All of life is like that. No one can do your life for you. You have to be present and you have to go hard every day. The mountain is high and no one can climb for you. And really, would you want them to? Would you want to be at the bottom of a 14,000 mountain and then pay someone else to do the climb, planning to later claim that you made the ascent? Of course not. You WANT to be at the top of the climb, no matter the effort.
Some years ago, my family took a vacation to the Appalachian Mountains. While there I had to climb some in a nearby state park. Not surprising for an old country boy who was raised in the foothills of the Great Smoky Mountains. My girls, all city kids, wanted to come with me. We all started to climb and it wasn’t long before they started to wonder aloud how much further. Tiredness and some irritability came next. But they kept coming….towards the end, there was a silent sense of determination. Sheer grit.

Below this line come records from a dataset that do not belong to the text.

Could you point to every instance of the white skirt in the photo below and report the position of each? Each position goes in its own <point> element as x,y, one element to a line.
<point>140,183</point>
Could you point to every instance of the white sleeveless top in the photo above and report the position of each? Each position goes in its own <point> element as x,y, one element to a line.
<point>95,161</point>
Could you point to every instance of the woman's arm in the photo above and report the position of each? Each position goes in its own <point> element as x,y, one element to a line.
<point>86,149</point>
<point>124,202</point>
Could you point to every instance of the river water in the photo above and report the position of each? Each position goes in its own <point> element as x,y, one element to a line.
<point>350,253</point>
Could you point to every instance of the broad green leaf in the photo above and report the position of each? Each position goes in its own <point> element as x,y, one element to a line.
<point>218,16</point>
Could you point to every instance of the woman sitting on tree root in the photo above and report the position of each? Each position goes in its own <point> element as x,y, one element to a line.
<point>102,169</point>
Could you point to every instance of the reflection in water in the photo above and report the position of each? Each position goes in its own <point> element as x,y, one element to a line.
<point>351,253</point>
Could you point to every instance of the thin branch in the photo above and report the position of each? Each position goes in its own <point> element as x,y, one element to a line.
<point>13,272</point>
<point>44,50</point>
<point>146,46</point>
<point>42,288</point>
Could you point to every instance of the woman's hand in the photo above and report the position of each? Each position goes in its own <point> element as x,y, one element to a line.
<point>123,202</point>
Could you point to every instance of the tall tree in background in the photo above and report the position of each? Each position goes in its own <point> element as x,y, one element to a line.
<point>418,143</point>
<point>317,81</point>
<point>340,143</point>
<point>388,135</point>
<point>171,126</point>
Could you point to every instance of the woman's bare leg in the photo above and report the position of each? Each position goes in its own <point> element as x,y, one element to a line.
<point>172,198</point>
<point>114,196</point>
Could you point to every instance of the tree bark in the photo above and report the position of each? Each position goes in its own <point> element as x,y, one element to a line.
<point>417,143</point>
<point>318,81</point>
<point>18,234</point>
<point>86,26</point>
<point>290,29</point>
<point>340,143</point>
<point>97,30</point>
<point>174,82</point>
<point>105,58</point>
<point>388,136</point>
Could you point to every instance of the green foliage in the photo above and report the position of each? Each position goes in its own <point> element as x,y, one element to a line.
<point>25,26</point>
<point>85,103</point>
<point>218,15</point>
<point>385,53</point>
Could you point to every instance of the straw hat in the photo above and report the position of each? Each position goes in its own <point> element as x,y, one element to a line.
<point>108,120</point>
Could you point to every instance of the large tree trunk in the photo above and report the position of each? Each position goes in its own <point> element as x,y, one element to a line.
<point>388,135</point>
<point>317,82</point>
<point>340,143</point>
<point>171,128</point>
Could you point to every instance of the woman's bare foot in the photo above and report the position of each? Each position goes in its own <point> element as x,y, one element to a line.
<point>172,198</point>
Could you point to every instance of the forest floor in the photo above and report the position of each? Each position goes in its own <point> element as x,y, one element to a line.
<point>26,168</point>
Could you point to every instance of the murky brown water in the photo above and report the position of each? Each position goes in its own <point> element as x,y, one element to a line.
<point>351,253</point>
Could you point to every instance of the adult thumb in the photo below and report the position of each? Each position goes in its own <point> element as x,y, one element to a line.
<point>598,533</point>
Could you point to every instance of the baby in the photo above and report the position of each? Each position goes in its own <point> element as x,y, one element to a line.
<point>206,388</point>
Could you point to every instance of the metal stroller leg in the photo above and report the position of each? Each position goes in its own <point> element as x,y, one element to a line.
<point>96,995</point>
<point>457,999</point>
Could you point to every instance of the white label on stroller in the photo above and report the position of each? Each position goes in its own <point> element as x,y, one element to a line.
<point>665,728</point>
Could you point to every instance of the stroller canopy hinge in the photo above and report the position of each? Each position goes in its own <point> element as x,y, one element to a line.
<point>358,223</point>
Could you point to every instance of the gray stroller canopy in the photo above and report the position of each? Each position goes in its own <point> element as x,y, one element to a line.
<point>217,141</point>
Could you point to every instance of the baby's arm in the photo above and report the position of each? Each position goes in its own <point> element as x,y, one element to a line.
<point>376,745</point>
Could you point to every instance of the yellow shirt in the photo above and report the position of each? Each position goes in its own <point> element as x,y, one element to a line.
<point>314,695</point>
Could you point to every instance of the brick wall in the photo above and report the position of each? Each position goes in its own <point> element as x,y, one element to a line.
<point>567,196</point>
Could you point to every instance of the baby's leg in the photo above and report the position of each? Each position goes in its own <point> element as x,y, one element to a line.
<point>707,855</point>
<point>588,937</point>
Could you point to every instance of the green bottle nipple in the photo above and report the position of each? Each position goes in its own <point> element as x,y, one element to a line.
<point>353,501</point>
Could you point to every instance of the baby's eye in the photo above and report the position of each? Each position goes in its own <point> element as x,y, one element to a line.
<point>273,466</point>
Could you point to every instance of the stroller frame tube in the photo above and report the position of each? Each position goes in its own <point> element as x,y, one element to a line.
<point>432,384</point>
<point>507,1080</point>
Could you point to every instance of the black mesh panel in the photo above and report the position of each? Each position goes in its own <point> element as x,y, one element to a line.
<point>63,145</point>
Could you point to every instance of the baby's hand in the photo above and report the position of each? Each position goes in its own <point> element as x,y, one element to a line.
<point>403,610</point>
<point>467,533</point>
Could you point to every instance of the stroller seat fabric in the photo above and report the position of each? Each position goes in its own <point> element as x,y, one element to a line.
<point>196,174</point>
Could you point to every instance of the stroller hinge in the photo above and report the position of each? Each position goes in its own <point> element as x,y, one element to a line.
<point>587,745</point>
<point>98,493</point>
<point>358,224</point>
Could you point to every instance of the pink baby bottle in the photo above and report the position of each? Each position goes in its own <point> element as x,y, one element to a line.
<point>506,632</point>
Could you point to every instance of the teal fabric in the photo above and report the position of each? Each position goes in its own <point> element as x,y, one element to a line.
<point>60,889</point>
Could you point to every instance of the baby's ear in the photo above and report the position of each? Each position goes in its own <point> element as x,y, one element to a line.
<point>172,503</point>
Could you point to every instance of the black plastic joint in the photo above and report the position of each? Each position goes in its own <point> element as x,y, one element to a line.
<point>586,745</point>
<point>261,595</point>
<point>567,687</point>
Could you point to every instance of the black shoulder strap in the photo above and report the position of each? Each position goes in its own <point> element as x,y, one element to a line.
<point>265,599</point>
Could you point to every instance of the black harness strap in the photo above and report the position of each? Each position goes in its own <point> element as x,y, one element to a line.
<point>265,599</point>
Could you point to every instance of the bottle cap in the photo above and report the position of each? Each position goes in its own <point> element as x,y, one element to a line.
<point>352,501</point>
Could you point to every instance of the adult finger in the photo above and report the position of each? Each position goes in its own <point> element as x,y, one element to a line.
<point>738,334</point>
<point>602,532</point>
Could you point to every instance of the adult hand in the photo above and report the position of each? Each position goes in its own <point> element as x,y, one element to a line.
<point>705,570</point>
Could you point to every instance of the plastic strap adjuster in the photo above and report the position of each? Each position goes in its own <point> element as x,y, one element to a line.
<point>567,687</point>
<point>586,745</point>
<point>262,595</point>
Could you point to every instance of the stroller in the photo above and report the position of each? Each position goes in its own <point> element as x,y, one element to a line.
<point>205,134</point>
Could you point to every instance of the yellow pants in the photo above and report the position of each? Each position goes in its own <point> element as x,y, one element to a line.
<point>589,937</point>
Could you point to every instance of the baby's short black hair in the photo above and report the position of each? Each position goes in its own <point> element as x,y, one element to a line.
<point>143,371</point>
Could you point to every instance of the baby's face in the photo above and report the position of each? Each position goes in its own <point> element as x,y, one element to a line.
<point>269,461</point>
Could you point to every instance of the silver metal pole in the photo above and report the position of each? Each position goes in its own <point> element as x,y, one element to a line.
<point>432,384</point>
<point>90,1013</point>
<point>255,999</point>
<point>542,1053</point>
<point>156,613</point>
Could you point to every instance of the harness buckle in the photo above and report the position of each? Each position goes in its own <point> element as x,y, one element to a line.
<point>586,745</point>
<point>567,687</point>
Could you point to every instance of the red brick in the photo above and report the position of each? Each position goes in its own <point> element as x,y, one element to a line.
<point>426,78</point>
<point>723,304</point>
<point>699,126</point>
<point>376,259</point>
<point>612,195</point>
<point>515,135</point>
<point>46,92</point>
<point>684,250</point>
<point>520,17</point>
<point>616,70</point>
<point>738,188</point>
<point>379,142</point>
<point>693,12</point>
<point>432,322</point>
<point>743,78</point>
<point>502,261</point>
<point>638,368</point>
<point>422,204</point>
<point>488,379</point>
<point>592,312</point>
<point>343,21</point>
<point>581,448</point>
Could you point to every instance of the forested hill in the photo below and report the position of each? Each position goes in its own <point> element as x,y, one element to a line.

But then, I could see the peak coming into view and I told them that the it was just up ahead. New energy took over and all three girls, along with my wife Kim and myself, burst out onto the top with a glorious view of the Valley far below.
As we stood there taking in the view, no one was secretly wishing that they had stayed far below with the van. They weren’t wishing they could just claim the climb, but know that another person had climbed for them. They were proud of the effort and excited in the success of the view.
Whether you are planning to head back to new college classes or merely starting another month on the job, dig in. Don’t dodge the truth of the need for diligent effort to do the work well. Make the determination now that while you will happily accept any help or advice, keys to success on the journey, you are will make the trek yourself.